Statistics Canada’s 2022 Longitudinal Immigration Database reveals trends in immigrant retention rates across Canada. Atlantic provinces (Nova Scotia, New Brunswick, Prince Edward Island, and Newfoundland and Labrador) saw rising retention rates, while the prairie provinces of Saskatchewan and Manitoba experienced declines.
Ontario, British Columbia, and Alberta displayed the highest five-year retention rates for newcomers who landed in 2016, exceeding 84%, with Ontario leading at 93.1%. Saskatchewan and Manitoba witnessed significant drops in retention rates for those landing between 2012-2016.
New Brunswick reached its highest five-year retention rate in the Atlantic provinces at 56%, and PEI reported an increase, though it still has the lowest retention rate at 30.9%.
Newfoundland and Labrador’s one-year retention rate rose from 55% in 2016 to 66.4% in 2020. While most newcomers settle in larger provinces due to established immigrant communities, rural regions may struggle to maintain a robust labor force.

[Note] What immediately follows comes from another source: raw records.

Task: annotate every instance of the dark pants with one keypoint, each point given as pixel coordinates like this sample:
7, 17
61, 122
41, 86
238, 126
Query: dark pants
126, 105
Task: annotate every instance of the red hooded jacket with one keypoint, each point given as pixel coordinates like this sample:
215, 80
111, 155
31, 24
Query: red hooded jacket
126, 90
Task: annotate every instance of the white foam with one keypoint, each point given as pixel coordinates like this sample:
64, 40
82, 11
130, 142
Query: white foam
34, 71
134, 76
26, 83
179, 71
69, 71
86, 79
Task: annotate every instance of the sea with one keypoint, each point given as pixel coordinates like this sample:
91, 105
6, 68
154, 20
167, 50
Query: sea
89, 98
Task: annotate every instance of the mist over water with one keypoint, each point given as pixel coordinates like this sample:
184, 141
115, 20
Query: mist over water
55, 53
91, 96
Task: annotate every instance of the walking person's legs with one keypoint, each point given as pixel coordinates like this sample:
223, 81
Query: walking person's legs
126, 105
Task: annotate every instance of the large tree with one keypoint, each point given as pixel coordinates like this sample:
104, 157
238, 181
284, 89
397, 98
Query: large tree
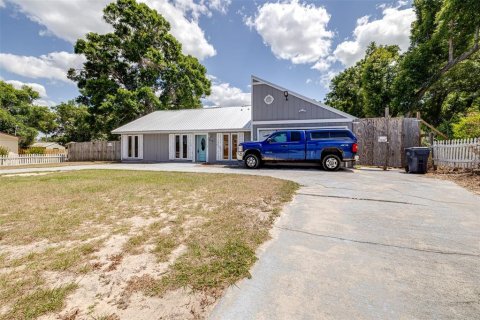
444, 35
73, 125
20, 116
438, 75
365, 89
136, 69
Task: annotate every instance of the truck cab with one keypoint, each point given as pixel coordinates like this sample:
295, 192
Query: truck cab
330, 147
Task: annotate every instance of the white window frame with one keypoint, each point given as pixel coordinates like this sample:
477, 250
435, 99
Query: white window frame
125, 148
181, 157
240, 139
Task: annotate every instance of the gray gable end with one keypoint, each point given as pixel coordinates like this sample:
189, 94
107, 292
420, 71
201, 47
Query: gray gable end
293, 108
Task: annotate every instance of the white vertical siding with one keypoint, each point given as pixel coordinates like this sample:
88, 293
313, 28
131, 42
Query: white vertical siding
190, 146
171, 146
140, 146
241, 138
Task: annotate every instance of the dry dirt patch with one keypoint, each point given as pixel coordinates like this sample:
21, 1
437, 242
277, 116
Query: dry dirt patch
102, 244
468, 179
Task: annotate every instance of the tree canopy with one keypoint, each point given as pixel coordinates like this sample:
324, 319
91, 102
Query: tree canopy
438, 75
20, 116
136, 69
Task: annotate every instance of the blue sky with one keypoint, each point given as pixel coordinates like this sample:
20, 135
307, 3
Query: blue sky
297, 44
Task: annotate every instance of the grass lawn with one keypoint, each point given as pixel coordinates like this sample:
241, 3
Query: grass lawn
122, 244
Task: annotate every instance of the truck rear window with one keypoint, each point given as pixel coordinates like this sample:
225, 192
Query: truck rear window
319, 135
339, 134
295, 136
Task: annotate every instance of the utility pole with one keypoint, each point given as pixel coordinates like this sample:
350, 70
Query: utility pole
387, 120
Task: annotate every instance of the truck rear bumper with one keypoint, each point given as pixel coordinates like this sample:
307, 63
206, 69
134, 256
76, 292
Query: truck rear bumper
356, 158
240, 155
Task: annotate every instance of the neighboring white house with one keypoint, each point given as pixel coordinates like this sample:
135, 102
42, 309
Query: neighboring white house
9, 142
49, 146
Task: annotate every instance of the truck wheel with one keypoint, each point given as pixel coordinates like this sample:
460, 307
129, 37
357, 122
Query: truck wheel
252, 161
331, 162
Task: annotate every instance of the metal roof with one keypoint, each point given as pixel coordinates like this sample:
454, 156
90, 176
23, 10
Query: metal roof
47, 145
189, 120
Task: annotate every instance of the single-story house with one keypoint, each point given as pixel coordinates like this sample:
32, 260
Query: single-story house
9, 142
213, 134
49, 146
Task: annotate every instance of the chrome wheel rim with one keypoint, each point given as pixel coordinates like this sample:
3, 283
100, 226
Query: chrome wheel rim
251, 162
331, 163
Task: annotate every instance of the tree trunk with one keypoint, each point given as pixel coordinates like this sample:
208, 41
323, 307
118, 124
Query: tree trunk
451, 63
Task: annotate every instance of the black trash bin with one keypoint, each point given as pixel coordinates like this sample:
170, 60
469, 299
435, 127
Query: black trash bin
417, 159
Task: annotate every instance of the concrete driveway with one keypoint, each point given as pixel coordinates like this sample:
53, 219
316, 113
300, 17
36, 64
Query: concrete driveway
359, 244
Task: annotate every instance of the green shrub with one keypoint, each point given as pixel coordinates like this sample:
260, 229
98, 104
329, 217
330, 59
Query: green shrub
468, 126
3, 151
35, 150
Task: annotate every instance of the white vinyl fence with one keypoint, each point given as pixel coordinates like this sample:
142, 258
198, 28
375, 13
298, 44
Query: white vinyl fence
459, 153
24, 159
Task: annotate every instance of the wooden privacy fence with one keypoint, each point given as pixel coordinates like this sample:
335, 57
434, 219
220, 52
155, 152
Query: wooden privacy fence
94, 151
459, 153
381, 141
24, 159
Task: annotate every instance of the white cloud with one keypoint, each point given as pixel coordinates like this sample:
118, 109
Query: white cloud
35, 86
322, 65
225, 95
72, 19
219, 5
52, 66
393, 28
294, 31
43, 100
187, 31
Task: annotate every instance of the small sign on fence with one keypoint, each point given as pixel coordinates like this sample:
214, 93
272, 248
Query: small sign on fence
382, 139
459, 153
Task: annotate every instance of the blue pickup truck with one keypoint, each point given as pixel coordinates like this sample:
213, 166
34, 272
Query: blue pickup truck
328, 146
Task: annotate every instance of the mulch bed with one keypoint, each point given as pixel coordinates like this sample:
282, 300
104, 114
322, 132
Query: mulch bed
468, 179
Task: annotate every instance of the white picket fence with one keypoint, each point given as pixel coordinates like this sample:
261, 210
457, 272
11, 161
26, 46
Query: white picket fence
459, 153
25, 159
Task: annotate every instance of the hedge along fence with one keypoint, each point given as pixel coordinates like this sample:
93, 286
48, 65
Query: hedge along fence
458, 153
26, 159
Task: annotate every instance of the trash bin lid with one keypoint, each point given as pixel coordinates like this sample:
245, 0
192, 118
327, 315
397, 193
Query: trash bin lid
419, 150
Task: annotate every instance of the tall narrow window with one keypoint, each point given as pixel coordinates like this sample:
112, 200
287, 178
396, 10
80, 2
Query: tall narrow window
234, 145
226, 146
177, 147
185, 148
136, 147
130, 147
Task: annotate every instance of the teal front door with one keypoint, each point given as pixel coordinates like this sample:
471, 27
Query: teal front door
201, 147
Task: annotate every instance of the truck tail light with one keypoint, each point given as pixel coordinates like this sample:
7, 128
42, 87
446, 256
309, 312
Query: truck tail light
354, 148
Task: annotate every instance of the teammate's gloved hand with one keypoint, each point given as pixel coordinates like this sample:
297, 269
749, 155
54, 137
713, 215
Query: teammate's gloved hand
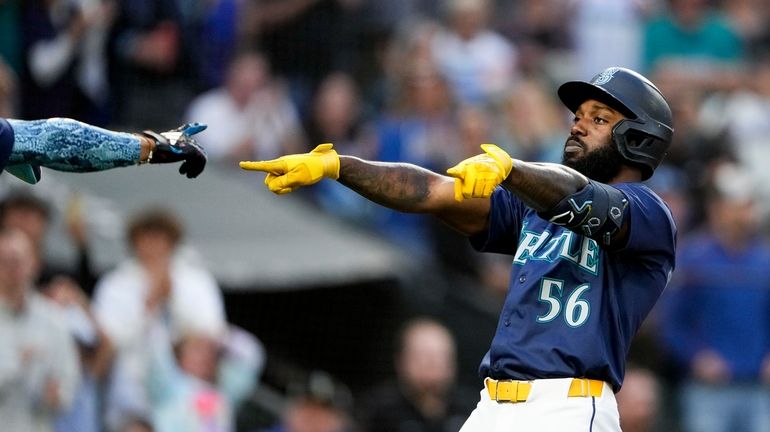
478, 176
178, 145
290, 172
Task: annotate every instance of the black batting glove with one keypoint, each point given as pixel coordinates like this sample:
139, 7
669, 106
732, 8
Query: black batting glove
178, 145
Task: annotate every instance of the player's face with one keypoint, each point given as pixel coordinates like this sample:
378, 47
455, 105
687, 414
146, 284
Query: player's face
589, 148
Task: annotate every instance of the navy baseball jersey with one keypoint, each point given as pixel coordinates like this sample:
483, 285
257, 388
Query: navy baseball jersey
6, 142
573, 307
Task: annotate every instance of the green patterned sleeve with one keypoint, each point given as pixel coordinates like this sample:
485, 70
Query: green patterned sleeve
69, 145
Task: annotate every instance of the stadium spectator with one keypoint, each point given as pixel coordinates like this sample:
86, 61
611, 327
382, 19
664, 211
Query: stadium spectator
250, 115
10, 34
638, 404
420, 127
531, 123
65, 64
95, 355
39, 370
31, 214
8, 90
423, 397
716, 315
156, 69
157, 284
477, 61
691, 44
338, 116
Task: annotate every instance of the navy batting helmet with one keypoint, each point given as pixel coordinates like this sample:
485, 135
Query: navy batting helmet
644, 136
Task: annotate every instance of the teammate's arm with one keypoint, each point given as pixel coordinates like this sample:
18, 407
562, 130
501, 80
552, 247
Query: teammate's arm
69, 145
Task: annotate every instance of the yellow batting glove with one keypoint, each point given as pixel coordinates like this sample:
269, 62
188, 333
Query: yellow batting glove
478, 176
290, 172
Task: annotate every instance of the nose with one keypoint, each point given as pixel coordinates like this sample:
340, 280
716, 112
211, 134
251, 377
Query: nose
578, 127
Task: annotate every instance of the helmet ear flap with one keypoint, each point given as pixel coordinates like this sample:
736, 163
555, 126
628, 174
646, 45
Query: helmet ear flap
640, 146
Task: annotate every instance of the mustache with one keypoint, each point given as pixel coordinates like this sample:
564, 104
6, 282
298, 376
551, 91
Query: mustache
576, 139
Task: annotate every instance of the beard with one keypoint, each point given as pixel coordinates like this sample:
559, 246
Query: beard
602, 164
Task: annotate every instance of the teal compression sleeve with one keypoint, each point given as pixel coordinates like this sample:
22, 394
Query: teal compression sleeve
69, 145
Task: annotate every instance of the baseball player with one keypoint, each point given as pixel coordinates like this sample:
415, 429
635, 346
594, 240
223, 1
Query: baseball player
69, 145
592, 248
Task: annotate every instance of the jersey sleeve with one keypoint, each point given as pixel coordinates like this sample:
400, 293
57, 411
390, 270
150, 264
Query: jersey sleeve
505, 216
6, 142
652, 227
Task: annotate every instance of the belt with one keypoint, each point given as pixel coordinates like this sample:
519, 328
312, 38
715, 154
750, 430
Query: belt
518, 391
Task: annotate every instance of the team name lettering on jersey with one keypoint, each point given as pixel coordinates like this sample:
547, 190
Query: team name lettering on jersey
568, 245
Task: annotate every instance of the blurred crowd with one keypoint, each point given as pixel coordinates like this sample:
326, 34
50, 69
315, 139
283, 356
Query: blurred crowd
147, 346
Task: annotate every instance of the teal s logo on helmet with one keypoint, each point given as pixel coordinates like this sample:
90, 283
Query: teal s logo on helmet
605, 76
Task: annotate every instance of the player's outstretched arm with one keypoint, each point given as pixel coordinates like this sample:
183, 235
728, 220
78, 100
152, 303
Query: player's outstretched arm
399, 186
540, 185
69, 145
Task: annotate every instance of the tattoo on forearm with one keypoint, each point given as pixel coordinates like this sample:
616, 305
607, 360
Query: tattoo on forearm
401, 187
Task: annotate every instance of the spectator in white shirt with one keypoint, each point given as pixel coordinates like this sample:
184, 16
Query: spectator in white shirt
250, 116
156, 285
39, 366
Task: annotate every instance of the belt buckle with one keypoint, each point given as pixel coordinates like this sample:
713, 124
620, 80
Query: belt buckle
515, 392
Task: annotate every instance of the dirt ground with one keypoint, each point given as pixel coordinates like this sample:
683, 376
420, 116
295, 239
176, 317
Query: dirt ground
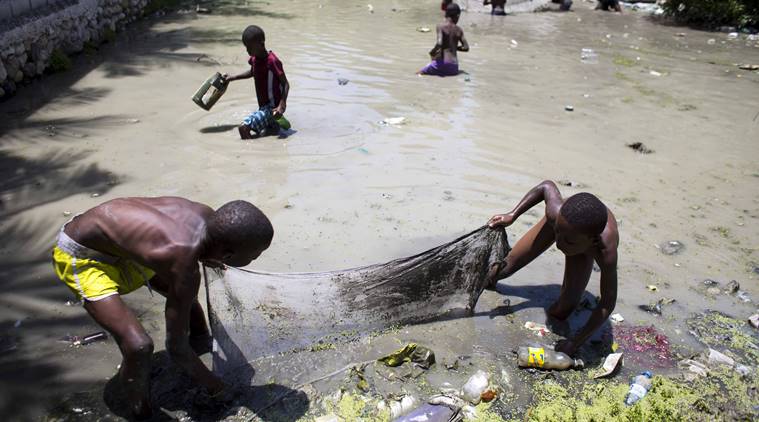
343, 190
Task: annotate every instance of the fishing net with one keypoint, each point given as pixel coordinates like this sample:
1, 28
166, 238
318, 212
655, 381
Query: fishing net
255, 314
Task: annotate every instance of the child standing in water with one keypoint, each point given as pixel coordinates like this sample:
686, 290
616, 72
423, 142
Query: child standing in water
450, 39
271, 85
498, 7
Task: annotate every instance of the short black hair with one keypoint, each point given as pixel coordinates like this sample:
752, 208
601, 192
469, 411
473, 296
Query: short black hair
586, 213
240, 224
452, 10
253, 33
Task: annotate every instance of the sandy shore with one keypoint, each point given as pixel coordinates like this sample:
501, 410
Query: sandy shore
343, 190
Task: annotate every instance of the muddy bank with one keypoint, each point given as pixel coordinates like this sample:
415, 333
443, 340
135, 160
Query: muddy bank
344, 191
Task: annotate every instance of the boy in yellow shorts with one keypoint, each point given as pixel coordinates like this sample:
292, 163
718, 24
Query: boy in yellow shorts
123, 244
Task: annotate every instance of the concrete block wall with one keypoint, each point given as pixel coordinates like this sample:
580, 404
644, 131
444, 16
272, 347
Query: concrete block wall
25, 48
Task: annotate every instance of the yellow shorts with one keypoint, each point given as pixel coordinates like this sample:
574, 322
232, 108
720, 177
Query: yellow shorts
93, 280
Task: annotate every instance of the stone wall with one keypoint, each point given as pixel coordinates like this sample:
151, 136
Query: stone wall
27, 45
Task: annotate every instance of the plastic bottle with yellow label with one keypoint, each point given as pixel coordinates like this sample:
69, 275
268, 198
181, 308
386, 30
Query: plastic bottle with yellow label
545, 358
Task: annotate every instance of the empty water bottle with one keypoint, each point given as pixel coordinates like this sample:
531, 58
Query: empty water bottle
638, 388
587, 55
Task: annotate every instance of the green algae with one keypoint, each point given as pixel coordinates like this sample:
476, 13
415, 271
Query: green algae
722, 395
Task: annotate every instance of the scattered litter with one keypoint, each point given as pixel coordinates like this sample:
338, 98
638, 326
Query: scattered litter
475, 386
672, 247
587, 55
718, 358
394, 121
732, 287
640, 147
419, 355
754, 320
743, 296
612, 362
539, 329
638, 388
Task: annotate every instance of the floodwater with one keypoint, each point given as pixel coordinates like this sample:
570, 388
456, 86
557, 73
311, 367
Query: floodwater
343, 190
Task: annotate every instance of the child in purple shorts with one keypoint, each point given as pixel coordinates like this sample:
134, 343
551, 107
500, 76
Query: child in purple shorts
271, 85
450, 39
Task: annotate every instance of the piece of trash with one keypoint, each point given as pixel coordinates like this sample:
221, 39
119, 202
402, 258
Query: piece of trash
732, 287
419, 355
430, 412
488, 395
743, 296
671, 247
475, 386
720, 358
398, 408
539, 329
754, 320
85, 340
587, 55
639, 147
539, 357
395, 121
610, 365
638, 388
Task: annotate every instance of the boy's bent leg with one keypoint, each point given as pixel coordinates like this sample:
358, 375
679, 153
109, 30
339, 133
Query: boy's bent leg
539, 238
136, 348
577, 269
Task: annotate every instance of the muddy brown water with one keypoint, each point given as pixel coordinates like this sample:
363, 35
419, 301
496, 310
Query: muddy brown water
343, 190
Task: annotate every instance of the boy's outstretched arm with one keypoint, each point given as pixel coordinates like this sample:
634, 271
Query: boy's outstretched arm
245, 75
282, 106
545, 191
608, 264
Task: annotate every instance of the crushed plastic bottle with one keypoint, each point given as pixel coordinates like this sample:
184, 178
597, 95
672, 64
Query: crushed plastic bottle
587, 55
475, 386
539, 357
638, 388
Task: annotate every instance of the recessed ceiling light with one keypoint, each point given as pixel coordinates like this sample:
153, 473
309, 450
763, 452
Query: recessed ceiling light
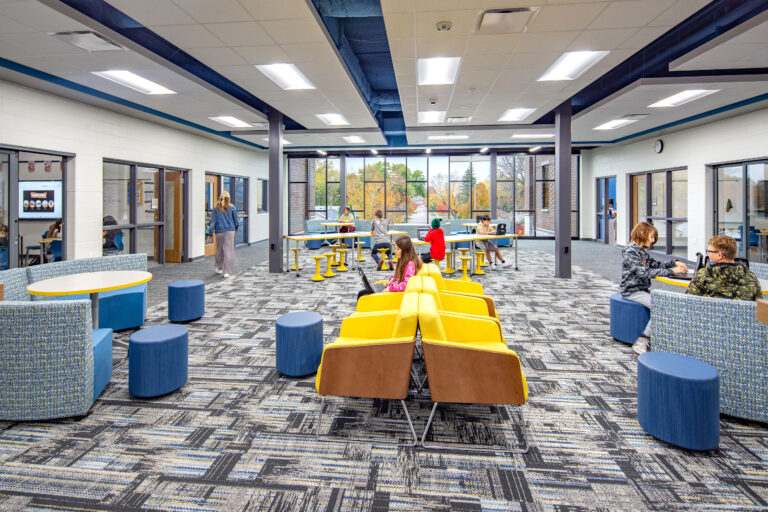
332, 119
516, 114
431, 116
438, 70
133, 81
230, 121
285, 142
448, 137
571, 65
533, 135
88, 41
683, 97
287, 76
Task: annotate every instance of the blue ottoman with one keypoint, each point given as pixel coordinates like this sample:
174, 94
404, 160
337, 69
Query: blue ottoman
186, 300
157, 360
299, 340
678, 400
628, 319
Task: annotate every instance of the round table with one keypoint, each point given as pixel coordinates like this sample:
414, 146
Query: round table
91, 283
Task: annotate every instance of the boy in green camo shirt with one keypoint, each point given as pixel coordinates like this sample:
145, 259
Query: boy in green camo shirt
722, 277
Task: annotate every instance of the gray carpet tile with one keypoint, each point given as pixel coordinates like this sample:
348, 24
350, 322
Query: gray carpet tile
239, 436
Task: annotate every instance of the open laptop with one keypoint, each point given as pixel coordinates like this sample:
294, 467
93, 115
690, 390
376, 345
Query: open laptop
371, 288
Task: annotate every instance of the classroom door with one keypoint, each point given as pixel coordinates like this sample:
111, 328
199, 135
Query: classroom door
211, 195
174, 214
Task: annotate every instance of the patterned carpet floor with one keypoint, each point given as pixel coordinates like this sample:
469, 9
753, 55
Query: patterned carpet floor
239, 436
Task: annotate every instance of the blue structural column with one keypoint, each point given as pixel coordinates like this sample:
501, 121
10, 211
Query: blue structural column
563, 190
276, 181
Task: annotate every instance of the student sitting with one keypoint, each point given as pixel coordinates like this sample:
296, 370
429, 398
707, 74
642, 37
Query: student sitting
436, 239
722, 277
408, 264
637, 270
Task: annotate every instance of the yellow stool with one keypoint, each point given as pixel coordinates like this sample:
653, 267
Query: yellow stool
360, 245
448, 268
383, 252
464, 267
480, 262
296, 258
329, 255
334, 248
317, 276
342, 268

Retention rates of the PNP immigrants
The results found that PNP immigrants tend to remain in the province or territory where they arrived. Overall, 89% of provincial nominees who landed in 2019 remained in their intended province or territory at the end of the landing year. However, there was a significant variation by province or territory, ranging from 69% to 97%. Of those nominees who were in a province at the end of the landing year, a large proportion (in the mid-80% range) remained there five years later. Again, there was significant variation by province, with results ranging from 39% to 94%.
Overall, long-term retention of provincial nominees was quite high in Ontario, Alberta, and British Columbia, especially when considering both inflows and outflows. Long-term retention rates in Manitoba, Saskatchewan, and Nova Scotia have been intermediate but still relatively high. Prince Edward Island, New Brunswick, and Newfoundland and Labrador had the lowest retention rates.
The retention rates of family-sponsored immigrants and refugees
The five-year provincial and territorial immigrant retention rates varied by admission category. Among immigrants admitted between 2012 and 2016, those sponsored by the family had the highest five-year retention rate, followed by refugees. For the 2016 admission cohort, 91.7% of family-sponsored immigrants and 86.4% of refugees filed taxes in their intended destination province or territory five years after admission.
Skilled immigrants’ five-year retention rate dropped by 5.8 percentage points, from 83.5% in 2012 to 77.7% in 2016. Meanwhile, economic immigrants admitted through the PNP had a substantially lower five-year retention rate (-8.1 percentage points), passing from 79.6% for provincial and territorial nominees admitted in 2012 to 71.5% for their counterparts admitted in 2016.
In contrast, economic immigrants admitted as caregivers or through the Canadian Experience Class (CEC) maintained high five-year retention rates across all observed admission cohorts. 94.9% of immigrants admitted as caregivers in 2016 continued to file taxes in their intended destination province or territory five years later, in contrast to 88.1% of CEC immigrants.